Bugzilla is filled with gruesome shutdown war stories. We have put a lot of effort into improving the situation with good results, but it is still pretty bad (as shown by this crash-stats search). Properly shutting down is hard, but it is important in order to accurately check for memory leaks.

Fundamentally I believe that a lot of our issues come from the fact that we write code focusing on making it work well during what we'll call the "stable state" of the program. That is, when modules are started up, the program is running and and hasn't shut down yet, which is most of the duration of the program.
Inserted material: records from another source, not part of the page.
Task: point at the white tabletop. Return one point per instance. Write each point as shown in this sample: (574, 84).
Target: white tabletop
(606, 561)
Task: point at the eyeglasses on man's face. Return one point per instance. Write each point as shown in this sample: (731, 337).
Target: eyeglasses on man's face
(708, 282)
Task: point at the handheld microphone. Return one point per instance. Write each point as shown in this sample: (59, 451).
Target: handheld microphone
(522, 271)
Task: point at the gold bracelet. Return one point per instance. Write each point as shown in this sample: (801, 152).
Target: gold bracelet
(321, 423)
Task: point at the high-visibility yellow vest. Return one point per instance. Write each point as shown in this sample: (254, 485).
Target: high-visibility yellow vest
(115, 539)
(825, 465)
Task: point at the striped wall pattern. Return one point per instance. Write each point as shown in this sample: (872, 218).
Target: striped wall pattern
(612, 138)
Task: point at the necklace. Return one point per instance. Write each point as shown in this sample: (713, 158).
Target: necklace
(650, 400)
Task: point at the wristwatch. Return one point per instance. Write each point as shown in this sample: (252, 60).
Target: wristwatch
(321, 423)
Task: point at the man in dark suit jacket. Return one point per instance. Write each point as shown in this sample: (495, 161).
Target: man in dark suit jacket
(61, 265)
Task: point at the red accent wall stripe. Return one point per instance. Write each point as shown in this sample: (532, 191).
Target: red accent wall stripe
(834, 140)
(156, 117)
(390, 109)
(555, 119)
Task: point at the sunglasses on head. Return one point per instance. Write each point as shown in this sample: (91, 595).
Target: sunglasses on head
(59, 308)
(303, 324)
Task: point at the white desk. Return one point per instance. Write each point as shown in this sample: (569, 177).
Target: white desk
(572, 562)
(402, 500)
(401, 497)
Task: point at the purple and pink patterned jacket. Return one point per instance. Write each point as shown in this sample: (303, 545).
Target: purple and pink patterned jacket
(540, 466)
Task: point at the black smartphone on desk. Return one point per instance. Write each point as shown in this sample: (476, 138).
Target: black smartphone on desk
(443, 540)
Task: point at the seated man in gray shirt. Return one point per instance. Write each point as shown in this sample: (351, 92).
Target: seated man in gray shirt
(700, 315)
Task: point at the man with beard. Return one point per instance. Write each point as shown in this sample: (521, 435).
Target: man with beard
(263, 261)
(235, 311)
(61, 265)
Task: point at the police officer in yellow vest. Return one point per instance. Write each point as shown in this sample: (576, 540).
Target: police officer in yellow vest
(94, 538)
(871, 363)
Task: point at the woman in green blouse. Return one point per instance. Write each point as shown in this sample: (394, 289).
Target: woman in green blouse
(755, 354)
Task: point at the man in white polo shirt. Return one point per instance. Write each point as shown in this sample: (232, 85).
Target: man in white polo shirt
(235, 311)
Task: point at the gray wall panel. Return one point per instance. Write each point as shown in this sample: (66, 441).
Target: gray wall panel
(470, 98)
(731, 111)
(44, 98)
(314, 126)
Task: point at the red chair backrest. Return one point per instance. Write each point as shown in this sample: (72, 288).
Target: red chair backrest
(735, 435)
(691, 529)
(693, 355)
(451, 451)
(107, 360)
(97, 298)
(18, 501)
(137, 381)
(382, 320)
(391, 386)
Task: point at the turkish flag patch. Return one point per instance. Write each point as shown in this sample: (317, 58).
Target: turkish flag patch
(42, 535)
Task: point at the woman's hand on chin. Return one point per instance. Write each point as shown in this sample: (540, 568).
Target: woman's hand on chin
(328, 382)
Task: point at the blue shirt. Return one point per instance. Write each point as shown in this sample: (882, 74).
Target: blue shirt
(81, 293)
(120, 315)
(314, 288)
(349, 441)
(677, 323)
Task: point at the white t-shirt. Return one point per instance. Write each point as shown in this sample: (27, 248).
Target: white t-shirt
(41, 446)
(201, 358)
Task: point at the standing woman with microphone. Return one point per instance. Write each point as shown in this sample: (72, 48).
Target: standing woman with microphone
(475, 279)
With a project of the complexity of gecko, it is already quite an achievement to get anything to work during the stable state, and unless shutdown issues show up on the first try push or at the time of landing, most developers will not think about what could happen if an object was still alive during shutdown while things that it relies on are getting into an invalid state (we usually assume all objects are long gone by that point), and thus most changesets aren't designed in a way that tries to prevent such situations from happening. Later, a thread is introduced here, a process there, timings change and some things that were not designed with shutdown in mind start causing trouble.

After working on shutdown related issues for a while we started to think in terms of two categories of objects:

  • static objects, not truly static in the C++ sense, but typically abstractions with extended lifetime, that short-lived object depend on. For example top-level IPDL protocols, singletons, a thread, the JS engine, etc.
  • dynamic objects with shorter lifetimes such as textures, DOM elements, etc.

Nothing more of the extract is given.